Pilot careerThough figures indicate that the purchasing power of passengers and their confidence in air transportation is rapidly restoring, many airlines keep continuing to experience serious financial constraints. Unfortunately, not every carrier is able to restructure its operations successfully. As a result, from the beginning of 2013 already three European airlines have been forced to shut down their businesses, with several more being on the edge of bankruptcy. With the continuously volatile situation in the market, should pilots be concerned with saving their employers and how can they minimize their risks in case of a carrier’s bankruptcy?

In 2012 approx. fifteen European holders of an air operator’s certificate (AOC) became defunct. The majority of those carriers were forced to exit the market due to poor or critical financial situation. Many players operating in other regions are under similar threat, too. For instance, the Armenian national carrier Armavia and the Indonesian Batavia Air ceased their operations in March and January 2013 respectively.
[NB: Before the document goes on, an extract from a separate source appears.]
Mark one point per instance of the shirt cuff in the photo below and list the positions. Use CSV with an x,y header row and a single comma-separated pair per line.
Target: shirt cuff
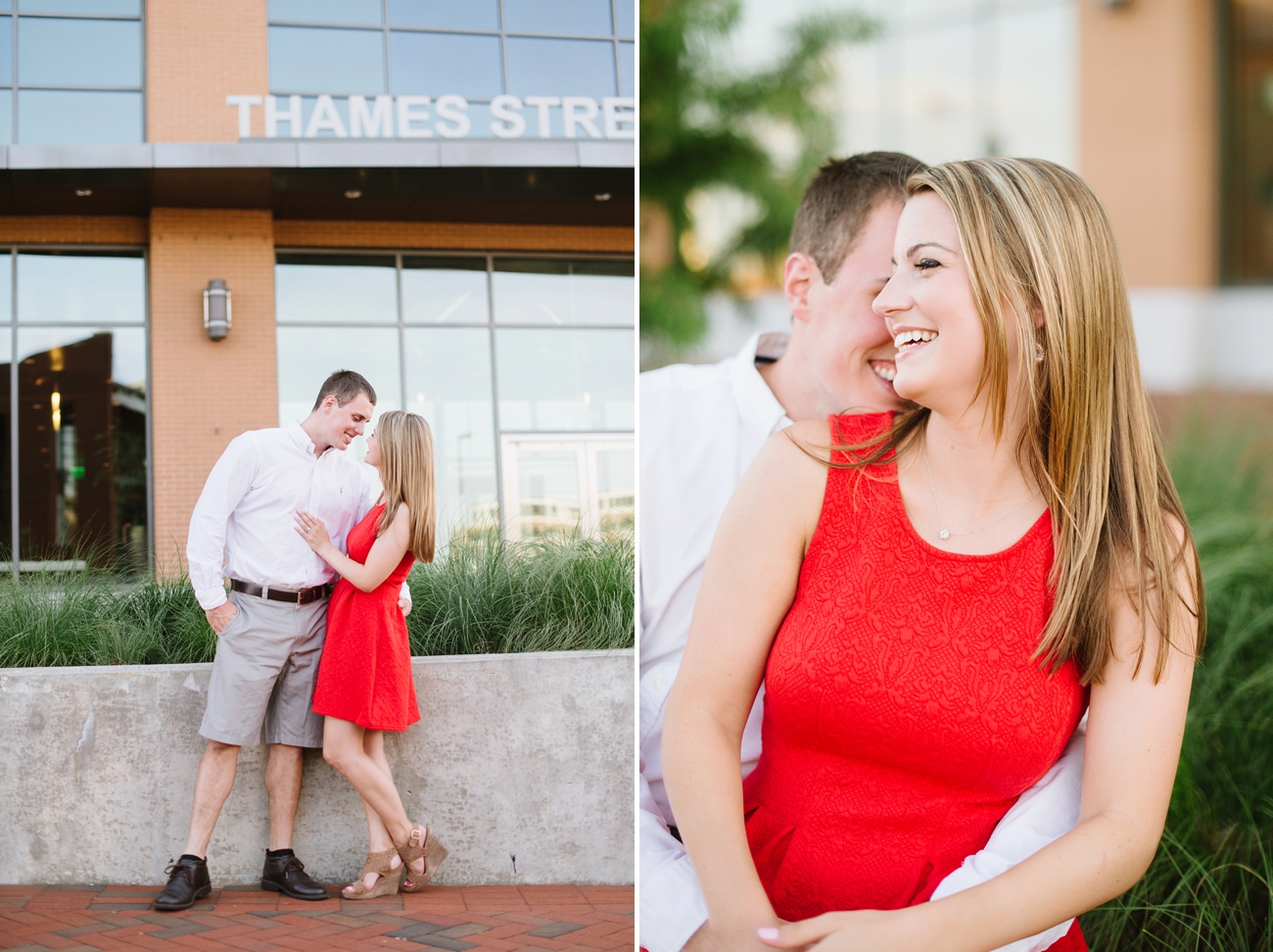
x,y
671,906
211,598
‘Airlines are burdened by numerous obligations and expenses which include salaries, fuel costs, aircraft lease and maintenance, material supply, airport and booking fees, etc. Under such unpredictable and harsh market climate as the one endured in the last 5 years, every player, provider and subcontractor becomes more exigent when it comes to paying the bills. Eventually, it significantly constrains carriers’ financial flexibility. Should something happen (e.g., an AOG), an airline may be suddenly faced with a chain reaction which not every carrier is capable of managing successfully,’ comments Skaiste Knizaite, the CEO of AviationCV.com

Despite having to deal with serious financial issues, certain airlines continue their operations in the hope that the passenger flow will remain as forecasted (commonly, those forecasts tend to be rather optimistic). However, the airline industry is very vivid, yet fragile due to unexpected events like weather conditions, terror threats, diseases and other unforeseeable factors which may instantly cut the traffic down. As a result, certain bankruptcies come as a real surprise for the general public.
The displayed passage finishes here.